GRE - Recursive routing error

When deploying a GRE tunnel, and configuring routing, one must be careful not to create the situation where a recursive routing error occurs. Such an error occurs when a routing protocol chooses the GRE tunnel as the path to the tunnel's own endpoint.

Examine the following topology:

recursive-routing-gre-topology.png

R1 and R3 have created a GRE tunnel between them, with the 192.168.12.1 and the 192.168.23.3 addresses as the tunnel endpoints on each router respectively. Routing has been established between R1, R2, and R3 via OSPF, and this routing is necessary so that the tunnel itself can be created and maintained. R1 and R3 must be able to reach each other's tunnel endpoints.

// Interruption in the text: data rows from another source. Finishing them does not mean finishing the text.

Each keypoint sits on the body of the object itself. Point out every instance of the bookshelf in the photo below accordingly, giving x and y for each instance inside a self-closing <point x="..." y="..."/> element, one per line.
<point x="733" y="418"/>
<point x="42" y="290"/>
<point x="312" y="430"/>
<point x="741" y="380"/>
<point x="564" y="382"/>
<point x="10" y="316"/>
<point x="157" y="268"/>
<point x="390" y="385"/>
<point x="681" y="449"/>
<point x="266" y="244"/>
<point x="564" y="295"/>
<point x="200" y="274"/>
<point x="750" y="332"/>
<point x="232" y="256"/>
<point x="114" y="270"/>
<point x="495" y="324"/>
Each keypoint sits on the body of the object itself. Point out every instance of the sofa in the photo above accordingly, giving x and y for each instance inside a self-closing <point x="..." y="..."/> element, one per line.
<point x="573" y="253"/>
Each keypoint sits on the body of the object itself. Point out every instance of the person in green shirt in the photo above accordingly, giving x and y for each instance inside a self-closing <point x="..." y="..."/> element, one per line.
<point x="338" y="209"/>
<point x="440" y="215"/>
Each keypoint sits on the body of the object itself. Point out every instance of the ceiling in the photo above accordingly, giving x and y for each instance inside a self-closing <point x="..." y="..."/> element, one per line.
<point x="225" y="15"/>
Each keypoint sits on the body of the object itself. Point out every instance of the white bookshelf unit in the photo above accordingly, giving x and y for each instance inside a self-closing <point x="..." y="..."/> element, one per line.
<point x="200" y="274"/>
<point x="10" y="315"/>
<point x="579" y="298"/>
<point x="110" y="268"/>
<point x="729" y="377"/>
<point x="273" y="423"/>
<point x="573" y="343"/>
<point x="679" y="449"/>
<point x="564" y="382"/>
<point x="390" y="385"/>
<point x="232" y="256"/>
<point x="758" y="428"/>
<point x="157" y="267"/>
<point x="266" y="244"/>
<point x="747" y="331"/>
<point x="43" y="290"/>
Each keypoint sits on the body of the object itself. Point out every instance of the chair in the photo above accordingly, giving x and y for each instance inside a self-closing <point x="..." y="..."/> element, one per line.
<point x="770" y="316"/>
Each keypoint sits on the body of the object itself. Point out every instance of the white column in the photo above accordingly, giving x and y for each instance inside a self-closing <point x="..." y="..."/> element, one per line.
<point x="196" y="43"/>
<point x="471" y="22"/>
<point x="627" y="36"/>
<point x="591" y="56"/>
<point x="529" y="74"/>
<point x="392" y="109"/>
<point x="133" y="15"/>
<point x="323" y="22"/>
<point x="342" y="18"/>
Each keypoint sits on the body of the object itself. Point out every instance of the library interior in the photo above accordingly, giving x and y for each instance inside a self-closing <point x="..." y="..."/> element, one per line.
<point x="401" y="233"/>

Now imagine that the created tunnel has a subnet of 192.168.13.0/24 and the tunnel interfaces on R1 and R3 are assigned the .1 and .3 addresses of this range.

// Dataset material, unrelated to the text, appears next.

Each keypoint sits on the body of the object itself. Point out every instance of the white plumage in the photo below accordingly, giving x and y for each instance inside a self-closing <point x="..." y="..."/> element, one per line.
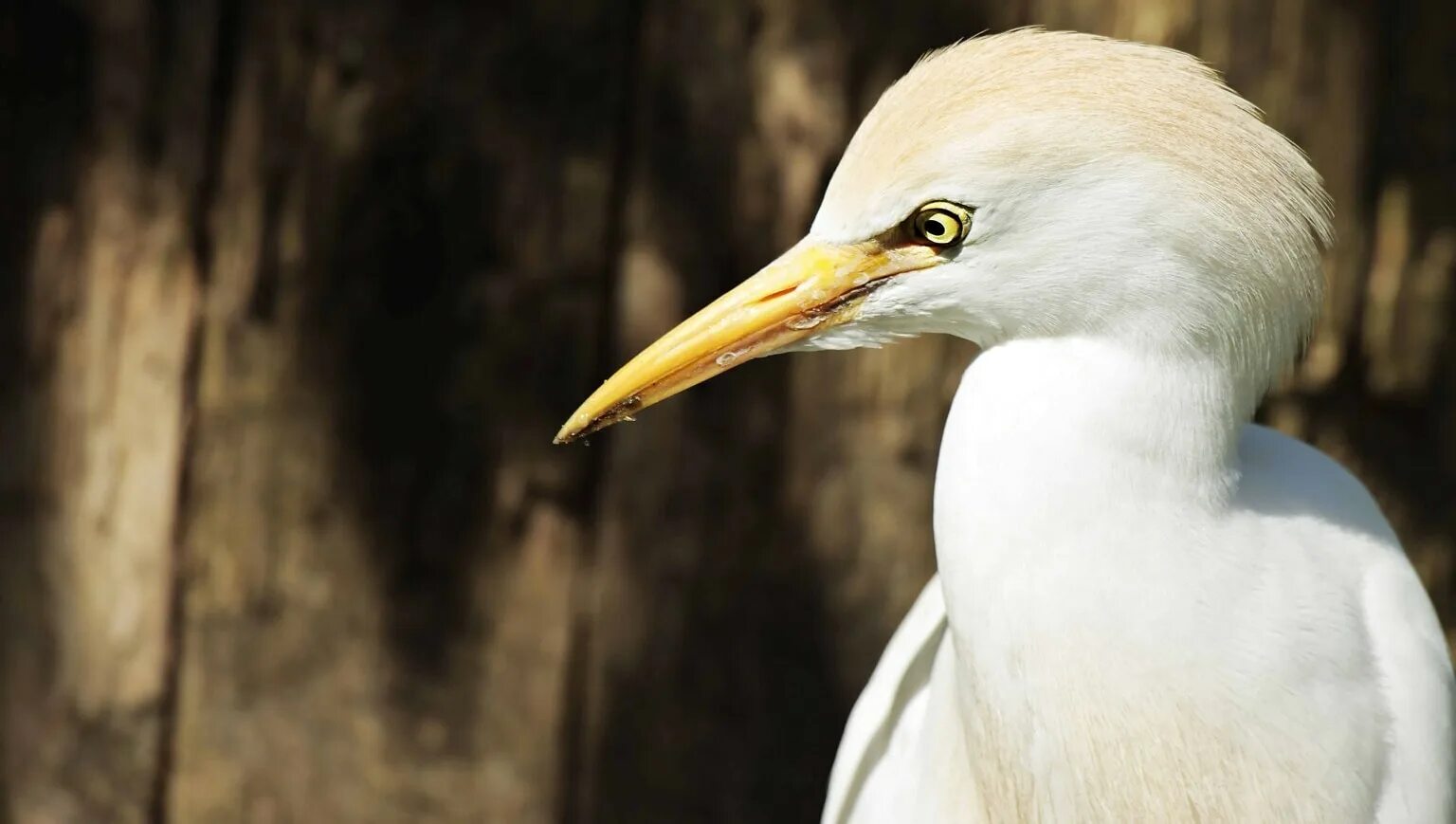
<point x="1146" y="608"/>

Now imagine that R1 has in its routing table a route to reach the 192.168.23.3 host via a next hop of 192.168.13.3. In other words, R1 will reach the tunnel endpoint through the tunnel itself. In other words, the tunnel is trying to reach its other endpoint via the tunnel. This is a recursive routing error. The following Syslog message will appear, and the GRE tunnel will be torn down:

%TUN-5-RECURDOWN: Tunnel0 temporarily disabled due to recursive routing

To resolve this error, the following solutions can be used:

  1. Don't advertise the tunnel destination IP address on the tunnel interface. An example of how to do this can be found at GRE - Recursive routing error - filtering solution
  2. Make sure the AD of the tunnel destination IP address through the tunnel is higher (worse) than what you have in the routing table. An example of this solution can be found at GRE - Recursive routing error - AD solution.
  3. Make sure the metric to the tunnel destination IP address through the tunnel is worse than what you have in the routing table. This solution is found in the link to the lesson below.

All of the above solutions are described using the RIP routing protocol, but the approach is the same when using other protocols such as EIGRP or OSPF.